Improved Algorithms for Summation of Array Elements

Abstract

I considered an efficient algorithm for summation of array elements. All elements in an array are string. When those elements are summed using scripts, a standard method is to add each element in order. If the script is run without any optimize, the process becomes gradually sluggish, because the total amount of active data during the summation process is proportional to the square of the number of array elements. This leads directly to the high process-cost. Such phenomenon notably appears at Google Apps Script (GAS). This report says about the solution of this problem using a new algorithm of a pyramid method. The pyramid method achieves that the total amount of active data increases proportional to the linear of the number of array elements. By this, the processing time becomes much shorter than that of the process using the standard method. The pyramid method achieved the process-cost reduction of $99.7%$ compared with the standard method at GAS. I realized again that new discoveries are hidden into the familiar scenes of every-day life.

Introduction

What script comes to mind when you hear the summation of string elements in an array? Most people will probably imagine the method for adding each element in order as following a pseudo code.

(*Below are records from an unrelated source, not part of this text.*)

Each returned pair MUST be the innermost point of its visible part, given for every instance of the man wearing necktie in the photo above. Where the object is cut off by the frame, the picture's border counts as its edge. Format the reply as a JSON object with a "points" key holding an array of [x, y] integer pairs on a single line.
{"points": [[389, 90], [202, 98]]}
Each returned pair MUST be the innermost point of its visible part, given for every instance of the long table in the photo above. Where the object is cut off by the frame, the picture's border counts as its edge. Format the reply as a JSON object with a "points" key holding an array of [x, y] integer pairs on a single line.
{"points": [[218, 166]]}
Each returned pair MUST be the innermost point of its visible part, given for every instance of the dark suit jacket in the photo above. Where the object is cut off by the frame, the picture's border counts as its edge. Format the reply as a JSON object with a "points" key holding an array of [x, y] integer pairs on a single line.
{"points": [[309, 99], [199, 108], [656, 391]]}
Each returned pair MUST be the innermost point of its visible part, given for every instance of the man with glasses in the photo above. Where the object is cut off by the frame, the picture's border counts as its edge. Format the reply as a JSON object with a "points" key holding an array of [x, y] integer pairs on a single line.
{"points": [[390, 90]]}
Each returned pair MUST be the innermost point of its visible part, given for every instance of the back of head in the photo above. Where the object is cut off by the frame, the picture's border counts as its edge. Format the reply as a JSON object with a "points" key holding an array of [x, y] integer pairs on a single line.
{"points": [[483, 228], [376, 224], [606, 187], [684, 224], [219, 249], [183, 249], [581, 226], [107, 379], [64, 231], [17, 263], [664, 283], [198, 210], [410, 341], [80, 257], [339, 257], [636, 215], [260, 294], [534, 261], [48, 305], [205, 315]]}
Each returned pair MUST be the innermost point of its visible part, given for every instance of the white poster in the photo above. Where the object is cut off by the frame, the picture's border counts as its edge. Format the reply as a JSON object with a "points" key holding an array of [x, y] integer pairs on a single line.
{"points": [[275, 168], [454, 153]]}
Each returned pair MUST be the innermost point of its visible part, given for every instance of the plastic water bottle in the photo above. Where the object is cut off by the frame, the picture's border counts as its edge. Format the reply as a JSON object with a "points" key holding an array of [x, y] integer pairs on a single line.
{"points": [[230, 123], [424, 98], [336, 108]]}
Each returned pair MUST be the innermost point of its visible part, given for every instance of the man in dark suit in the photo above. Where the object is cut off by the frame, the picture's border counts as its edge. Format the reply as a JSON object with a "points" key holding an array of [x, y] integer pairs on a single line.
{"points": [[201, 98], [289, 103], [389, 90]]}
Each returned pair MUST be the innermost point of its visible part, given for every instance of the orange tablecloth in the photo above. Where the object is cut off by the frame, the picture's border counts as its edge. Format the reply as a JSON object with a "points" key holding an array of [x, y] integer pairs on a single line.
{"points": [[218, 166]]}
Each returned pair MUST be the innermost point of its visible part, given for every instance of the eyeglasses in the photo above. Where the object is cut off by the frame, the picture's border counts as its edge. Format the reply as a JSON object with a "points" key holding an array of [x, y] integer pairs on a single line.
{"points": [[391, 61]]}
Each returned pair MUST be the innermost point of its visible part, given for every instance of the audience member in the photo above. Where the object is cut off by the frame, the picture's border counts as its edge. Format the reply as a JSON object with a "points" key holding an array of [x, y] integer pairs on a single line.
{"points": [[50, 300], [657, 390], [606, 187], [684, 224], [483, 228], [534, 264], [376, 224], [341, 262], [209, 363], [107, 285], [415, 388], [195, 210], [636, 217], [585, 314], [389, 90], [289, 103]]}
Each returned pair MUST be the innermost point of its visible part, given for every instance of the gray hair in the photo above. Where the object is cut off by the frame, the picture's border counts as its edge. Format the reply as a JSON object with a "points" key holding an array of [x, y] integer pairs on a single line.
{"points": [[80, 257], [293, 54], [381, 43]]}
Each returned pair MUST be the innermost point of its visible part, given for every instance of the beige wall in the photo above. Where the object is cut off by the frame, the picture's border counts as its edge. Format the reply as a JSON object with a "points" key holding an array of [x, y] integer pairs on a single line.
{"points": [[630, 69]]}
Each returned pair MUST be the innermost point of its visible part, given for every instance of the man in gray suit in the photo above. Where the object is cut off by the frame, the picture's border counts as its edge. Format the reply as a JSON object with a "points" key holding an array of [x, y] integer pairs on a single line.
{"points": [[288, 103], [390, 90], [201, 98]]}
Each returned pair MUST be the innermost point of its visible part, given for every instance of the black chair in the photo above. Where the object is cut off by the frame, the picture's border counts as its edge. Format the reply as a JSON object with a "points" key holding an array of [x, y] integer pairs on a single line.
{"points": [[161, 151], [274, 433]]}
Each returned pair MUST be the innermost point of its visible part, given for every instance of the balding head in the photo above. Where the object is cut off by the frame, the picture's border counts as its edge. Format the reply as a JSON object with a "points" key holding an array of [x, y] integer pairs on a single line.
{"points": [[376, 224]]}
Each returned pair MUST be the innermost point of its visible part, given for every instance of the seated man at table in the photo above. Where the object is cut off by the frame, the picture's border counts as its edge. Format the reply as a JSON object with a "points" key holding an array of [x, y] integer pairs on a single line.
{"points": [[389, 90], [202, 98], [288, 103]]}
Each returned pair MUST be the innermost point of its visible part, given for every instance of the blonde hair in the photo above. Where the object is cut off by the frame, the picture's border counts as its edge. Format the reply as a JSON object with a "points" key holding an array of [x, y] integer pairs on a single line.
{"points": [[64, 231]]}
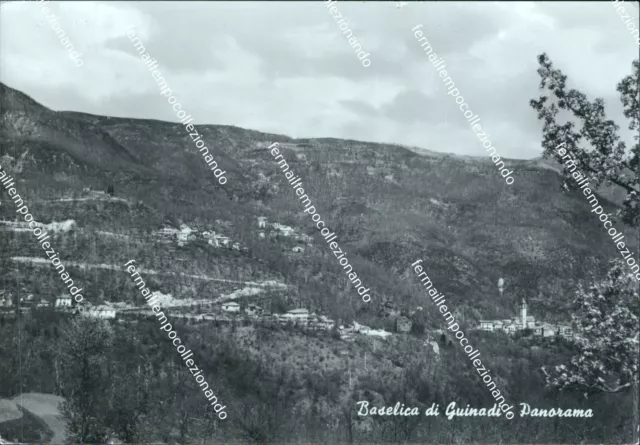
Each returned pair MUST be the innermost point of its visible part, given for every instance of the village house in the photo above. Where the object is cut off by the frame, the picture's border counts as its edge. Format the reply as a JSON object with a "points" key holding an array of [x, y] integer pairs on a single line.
{"points": [[231, 307], [5, 301], [63, 301], [103, 311], [298, 314], [253, 310], [403, 324], [524, 321]]}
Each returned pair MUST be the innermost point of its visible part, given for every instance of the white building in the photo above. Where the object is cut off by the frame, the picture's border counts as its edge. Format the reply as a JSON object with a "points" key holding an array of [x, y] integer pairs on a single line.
{"points": [[298, 314], [231, 307], [63, 301], [105, 312]]}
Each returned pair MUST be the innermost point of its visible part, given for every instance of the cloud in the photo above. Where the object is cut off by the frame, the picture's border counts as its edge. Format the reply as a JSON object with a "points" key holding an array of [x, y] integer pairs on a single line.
{"points": [[286, 67]]}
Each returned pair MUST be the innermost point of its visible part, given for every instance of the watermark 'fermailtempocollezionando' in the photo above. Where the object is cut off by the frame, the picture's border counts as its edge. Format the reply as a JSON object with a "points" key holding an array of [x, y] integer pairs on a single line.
{"points": [[629, 20], [439, 299], [53, 21], [439, 65], [184, 353], [41, 235], [152, 64], [583, 182], [296, 183], [352, 40]]}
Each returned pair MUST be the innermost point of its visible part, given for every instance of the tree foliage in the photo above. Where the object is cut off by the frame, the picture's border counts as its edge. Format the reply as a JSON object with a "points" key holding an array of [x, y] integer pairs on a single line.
{"points": [[607, 318], [607, 160]]}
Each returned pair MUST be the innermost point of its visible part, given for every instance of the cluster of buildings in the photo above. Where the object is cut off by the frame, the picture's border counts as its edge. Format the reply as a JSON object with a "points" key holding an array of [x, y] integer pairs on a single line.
{"points": [[281, 229], [524, 321], [300, 316]]}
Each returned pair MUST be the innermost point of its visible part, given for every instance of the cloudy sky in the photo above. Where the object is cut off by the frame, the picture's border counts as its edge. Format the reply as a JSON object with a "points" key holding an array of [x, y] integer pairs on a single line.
{"points": [[287, 68]]}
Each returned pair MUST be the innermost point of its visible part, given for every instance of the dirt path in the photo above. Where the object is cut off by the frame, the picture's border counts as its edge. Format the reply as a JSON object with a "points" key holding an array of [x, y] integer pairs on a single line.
{"points": [[45, 406]]}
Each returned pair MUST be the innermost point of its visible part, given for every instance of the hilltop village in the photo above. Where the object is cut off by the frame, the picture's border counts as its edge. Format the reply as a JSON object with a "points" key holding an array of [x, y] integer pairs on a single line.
{"points": [[524, 322]]}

    Declare a string variable arr, sum
    Declare an integer variable loopcounter
    Set arr to size n
    for loopcounter = 0 to (size of arr) - 1
        sum = sum + arr[loopcounter]
        loopcounter = loopcounter + 1
    endfor

It can be said that these are a standard algorithm. When the number of elements is small, this standard method is so useful for the summation. But when the number is large, the summation process becomes sluggish. The reason is that the total amount of active data increases proportionally to the square of the number of array elements. Namely, it means that summing array elements in order leads to high process-cost. High process-cost connects directly to large money and time loss. The summation process is used at variety situations. Recently, the array with string elements are used at the field of big data and, web technology and so on. Therefore, it is very important to design the effective summation algorithms with lower process-cost.

In this report, an efficient algorithm for summing string elements in an array is introduced. The key factor for this algorithm is to change the total amount of active data during the summation process. At the standard method, the summation process of array elements makes the total amount of active data increase proportionally to the square of number of array elements. On the other hand, at the algorithm in this report, the total amount of active data linearly increases to the number of array elements. This difference is very important for reducing the process cost.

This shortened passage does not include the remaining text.